If you have traveled to Moscow recently, chances are you’ve seen his image on subway walls, in shop windows — and even on bus tickets. But just who is that red horseman with the spear? Murad Agdzhi takes us on a trek through the distant past, as he traces the mysterious origins of Moscow’s patron saint.
St. George — Moscow’s symbol and coat of arms — has once again become the city’s own. So much so that the Moscow boss who doesn’t have a picture of St. George on his office wall — a place of honor until recently reserved for Soviet leaders — is rare indeed. From times of old, churches and streets have been named after him, and bronze sculptures have depicted him killing the dragon with a spear. At one time all but forgotten, George’s image is now plastered all over the city. But how and when did George receive a Moscow residence permit? And, in the end, what do we really know about him?

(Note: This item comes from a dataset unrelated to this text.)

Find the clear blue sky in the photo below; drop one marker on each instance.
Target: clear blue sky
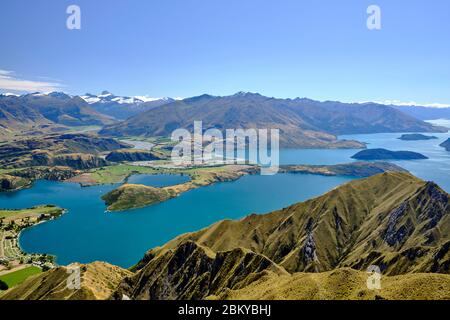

Since 1380, Moscow has related to George as a bringer of victory. Prince Dmitrii Donskoi carried his icon onto the field of Kulikovo, the Russians’ first victory in their attempt to escape the Mongol yoke. Soon afterwards, a sculpture of a mounted soldier, fragments of which are preserved to this day, appeared on the main tower of Moscow’s Kremlin. Then, in 1497, Prince Ivan III had George’s image engraved on Moscow’s great seal, and the horseman became part of the city’s life once and for all. But at that time, Muscovites were not yet calling him George. Instead, they spoke of the “rider,” whose name was Mikhail.